Violenza sulle donne, Novelli (FI): “Alcune culture trattano donne come oggetti”

10.09.2021 – 17.00 | Ha suscitato qualche reazione la vicenda, risalente a qualche giorno fa, del 27enne che – armato di coltello da cucina – ha tentato di uccidere la propria ex compagna a Gorizia. Molto dure le parole utilizzate a riguardo dal deputato di Forza Italia Roberto Novelli, che ha sottolineato come si tratti soltanto dell’ultimo episodio (in ordine temporale) di una serie ormai troppo lunga. “L’episodio avvenuto nei giorni scorsi a Gorizia – tuona infatti Novelli – non è che l’ultimo di una troppo lunga lista di violenze sulle donne.”.

Per Novelli, il problema è profondo, segno di una concezione delle donne totalmente sbagliata: “Un segno evidente della presenza di sacche di incultura – spiega il forzista – che vedono la donna come oggetto a disposizione dell’uomo, un senso del possesso malato e purtroppo troppo spesso violento. Sacche presenti a prescindere dalla nazionalità, ma – prisegue Novelli – deleterio negarlo, soprattutto in alcune culture che non fanno mistero di riconoscere alle donne minori diritti di quelli riconosciuti agli uomini.”.
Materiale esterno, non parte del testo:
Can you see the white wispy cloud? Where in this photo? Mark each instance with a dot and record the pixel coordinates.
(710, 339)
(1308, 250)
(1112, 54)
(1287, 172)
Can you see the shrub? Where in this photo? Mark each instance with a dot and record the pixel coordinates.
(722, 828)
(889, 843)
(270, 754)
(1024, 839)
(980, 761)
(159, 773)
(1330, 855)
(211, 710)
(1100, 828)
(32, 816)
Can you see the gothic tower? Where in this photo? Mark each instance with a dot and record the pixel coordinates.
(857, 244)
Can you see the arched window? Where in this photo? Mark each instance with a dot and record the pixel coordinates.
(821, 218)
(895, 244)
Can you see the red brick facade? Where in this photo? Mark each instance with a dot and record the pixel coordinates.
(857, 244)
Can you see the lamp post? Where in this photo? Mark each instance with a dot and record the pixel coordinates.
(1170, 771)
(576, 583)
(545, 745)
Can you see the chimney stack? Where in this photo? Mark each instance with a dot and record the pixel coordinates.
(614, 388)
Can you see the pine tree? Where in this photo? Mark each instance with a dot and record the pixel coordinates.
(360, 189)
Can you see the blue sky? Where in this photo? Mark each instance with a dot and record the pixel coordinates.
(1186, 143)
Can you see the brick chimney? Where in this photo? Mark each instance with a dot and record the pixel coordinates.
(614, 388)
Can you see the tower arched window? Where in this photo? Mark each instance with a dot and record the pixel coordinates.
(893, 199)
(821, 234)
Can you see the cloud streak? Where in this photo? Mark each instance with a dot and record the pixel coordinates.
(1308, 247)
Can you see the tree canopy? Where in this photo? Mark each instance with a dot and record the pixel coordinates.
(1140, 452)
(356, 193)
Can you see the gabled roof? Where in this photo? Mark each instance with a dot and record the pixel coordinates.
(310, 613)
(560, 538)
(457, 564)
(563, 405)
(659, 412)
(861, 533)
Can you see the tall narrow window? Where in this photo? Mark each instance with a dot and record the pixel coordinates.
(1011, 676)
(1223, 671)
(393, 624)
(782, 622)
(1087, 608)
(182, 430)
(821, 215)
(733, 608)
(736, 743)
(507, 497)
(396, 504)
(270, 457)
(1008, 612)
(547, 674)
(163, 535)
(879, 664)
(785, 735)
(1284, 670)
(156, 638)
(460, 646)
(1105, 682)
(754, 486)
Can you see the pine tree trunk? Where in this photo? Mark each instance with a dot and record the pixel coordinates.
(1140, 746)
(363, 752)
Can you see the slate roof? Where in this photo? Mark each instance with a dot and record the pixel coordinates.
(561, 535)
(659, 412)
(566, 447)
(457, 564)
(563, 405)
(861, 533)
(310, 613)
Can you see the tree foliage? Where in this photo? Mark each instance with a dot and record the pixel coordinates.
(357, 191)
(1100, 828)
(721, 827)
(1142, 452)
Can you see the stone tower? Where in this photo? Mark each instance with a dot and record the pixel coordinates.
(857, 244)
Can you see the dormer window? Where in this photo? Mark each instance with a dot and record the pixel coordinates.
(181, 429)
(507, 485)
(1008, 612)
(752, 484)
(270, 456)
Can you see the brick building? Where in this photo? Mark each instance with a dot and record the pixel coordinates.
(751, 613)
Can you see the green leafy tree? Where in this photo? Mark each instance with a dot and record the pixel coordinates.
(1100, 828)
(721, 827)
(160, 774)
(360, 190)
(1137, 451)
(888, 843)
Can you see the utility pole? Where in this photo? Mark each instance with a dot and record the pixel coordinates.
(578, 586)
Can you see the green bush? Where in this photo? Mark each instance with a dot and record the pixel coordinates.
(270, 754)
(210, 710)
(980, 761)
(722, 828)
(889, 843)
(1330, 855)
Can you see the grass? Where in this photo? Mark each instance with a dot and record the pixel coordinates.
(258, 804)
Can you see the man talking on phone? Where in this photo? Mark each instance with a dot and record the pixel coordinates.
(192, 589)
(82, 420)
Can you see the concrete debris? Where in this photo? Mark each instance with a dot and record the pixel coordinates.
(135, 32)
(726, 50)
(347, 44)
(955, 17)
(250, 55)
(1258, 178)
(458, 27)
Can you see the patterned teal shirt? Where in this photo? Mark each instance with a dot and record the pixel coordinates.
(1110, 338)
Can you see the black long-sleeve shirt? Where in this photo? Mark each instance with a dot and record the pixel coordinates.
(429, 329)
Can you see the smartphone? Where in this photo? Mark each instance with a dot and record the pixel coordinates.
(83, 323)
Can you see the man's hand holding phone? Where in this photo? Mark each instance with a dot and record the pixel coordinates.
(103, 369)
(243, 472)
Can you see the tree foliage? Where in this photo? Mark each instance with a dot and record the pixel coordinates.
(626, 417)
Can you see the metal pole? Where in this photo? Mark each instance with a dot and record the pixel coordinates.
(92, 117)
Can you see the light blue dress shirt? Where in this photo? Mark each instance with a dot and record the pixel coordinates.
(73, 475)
Le condizioni delle donne presso certe società sono estremamente gravi, denuncia Novelli, che pone l’accento sul problema legato ai flussi migratori: “Trattate come ‘oggetti’ per fare figli, accudire la casa, soddisfare sessualmente l’uomo padrone, costrette inoltre ad una vita di segregazione sociale – nota Novelli – se poi a rendersi protagonista di violenza è un immigrato irregolare ecco che la questione si allarga: i fogli di via non bastano a garantire il rimpatrio? Si riaprano tutti i CIE – conclude il forzista – così da garantire che chi non ha titolo di stare in Italia non sia libero di farlo clandestinamente”.